The findings were reported in a letter dated Thursday to Blake Senseman of Vandalia, owner of the building at 216 E. Main St., where building officials said a partial collapse of a floor into the basement occurred Sunday afternoon. That led to the closing of Main Street (Ohio 571) from the downtown east to Ohio 202 from Sunday afternoon until Wednesday afternoon.

>> RELATED: Part of historic building collapses in downtown Tipp City, blocks road

The closing came as the city on Monday delivered notice to the owner that the building after an exterior review by a city contract engineer and a review by the Miami County building department was “an unsafe structure and an imminent danger.”

The Thursday letter from Larry L. Fast, a forensic engineer from Sylvania, Ohio, met a 5 p.m. Thursday deadline set by city for a response from Senseman. He was ordered by the city to either present a notice from a licensed structural engineer that the building didn’t offer an imminent threat and could be put into a safe condition or to raze the building.

>> RELATED: Tipp City: Collapsed historic building poses ‘imminent threat’

With the Fast letter, John Green, city finance director and acting city manager, contacted other city officials and suggested the city hold off on any enforcement action. The issue should be revisited early next week, Green said in the email to City Manager Tim Eggleston, Law Director Jonathan Freeman and others.

“We will still need to pursue Mr. Senseman for a schedule regarding when he will make the necessary repairs to comply with the Miami County building codes and Tipp City Zoning Codes,” Green said in the email.

The building was constructed in the late 1880s on the site of a mill that had been destroyed by fire, according to information from the Tippecanoe Historical Society.

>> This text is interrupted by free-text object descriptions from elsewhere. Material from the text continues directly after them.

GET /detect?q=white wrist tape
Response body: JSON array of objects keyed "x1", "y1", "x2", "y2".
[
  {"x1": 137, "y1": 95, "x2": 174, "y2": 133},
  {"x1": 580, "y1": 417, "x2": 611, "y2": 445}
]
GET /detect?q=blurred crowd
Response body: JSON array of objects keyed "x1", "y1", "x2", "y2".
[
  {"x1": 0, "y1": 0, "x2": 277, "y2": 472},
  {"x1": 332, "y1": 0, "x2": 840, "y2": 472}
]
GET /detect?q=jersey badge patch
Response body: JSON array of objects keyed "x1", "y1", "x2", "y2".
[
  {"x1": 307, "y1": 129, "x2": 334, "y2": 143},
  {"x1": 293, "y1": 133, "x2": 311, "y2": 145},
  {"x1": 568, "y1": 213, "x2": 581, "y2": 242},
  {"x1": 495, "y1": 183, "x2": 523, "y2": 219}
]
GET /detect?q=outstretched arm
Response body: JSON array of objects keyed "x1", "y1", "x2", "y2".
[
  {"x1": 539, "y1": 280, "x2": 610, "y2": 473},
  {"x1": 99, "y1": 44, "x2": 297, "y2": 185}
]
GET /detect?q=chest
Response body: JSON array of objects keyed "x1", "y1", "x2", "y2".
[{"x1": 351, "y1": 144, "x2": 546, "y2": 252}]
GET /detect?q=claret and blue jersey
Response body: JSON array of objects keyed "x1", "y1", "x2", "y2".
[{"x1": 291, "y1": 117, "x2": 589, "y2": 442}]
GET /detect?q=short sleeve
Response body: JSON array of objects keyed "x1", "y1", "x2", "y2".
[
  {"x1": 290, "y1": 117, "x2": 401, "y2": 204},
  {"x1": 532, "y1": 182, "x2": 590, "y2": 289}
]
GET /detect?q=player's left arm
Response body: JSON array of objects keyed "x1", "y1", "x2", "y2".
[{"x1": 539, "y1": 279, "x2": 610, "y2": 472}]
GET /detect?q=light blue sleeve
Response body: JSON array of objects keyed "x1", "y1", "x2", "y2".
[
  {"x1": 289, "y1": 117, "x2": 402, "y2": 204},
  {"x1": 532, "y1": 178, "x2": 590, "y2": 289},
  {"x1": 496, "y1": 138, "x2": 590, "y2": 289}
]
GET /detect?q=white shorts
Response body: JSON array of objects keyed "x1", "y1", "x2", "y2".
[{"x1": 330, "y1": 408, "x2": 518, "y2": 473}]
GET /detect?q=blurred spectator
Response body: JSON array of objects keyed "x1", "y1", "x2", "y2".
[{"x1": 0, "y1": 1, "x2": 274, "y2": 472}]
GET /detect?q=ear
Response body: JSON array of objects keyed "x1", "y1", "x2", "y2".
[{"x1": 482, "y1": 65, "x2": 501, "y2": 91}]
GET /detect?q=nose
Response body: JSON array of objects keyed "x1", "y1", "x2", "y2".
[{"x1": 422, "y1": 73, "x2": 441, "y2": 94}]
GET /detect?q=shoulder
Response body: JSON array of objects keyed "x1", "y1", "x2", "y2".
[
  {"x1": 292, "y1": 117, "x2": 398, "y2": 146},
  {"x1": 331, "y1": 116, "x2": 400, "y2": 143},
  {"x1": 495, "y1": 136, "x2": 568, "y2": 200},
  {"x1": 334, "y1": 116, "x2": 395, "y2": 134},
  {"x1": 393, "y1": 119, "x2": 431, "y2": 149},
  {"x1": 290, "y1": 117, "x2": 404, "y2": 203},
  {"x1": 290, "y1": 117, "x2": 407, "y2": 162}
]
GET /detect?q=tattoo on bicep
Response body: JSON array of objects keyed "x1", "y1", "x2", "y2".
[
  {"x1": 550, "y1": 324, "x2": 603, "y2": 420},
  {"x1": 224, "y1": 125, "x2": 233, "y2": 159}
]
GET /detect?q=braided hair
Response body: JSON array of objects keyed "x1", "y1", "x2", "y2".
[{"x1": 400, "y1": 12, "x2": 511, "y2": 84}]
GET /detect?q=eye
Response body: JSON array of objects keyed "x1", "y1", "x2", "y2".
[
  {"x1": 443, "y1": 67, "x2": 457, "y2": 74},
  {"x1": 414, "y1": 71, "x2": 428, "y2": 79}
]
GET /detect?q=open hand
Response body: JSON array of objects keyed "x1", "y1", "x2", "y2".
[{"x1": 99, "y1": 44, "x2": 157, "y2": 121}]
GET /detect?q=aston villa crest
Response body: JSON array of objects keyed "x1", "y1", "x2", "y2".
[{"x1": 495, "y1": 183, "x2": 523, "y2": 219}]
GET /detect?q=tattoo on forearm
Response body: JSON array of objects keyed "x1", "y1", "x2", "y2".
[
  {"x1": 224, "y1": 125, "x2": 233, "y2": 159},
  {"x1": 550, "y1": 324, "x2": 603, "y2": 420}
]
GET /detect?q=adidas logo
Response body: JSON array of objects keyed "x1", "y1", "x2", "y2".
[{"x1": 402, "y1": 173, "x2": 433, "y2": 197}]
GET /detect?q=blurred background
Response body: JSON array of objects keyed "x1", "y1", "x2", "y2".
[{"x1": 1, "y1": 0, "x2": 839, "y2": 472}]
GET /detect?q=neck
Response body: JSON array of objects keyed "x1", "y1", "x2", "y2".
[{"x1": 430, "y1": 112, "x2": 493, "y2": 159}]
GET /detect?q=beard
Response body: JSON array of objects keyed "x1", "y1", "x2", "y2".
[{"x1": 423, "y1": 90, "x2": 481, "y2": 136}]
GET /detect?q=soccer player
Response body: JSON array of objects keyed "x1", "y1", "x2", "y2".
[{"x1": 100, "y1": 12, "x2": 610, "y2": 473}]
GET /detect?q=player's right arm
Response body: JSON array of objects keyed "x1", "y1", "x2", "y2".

It was the home of a company that made whips for operators of horse drawn buggies. It later was a blacksmith shop, an auto dealership and an antique business.

Fast wrote in letter that the building “does not pose a threat to the public.” If a wall that some feared might collapse would have collapsed, it would have been eastward into a grove of trees and not north toward the street, he said.

“The building, under qualified structural engineering directions, may be repaired so that it may be occupied and continue to be a part of Tipp City’s historic district to attract tourism,” Fast wrote.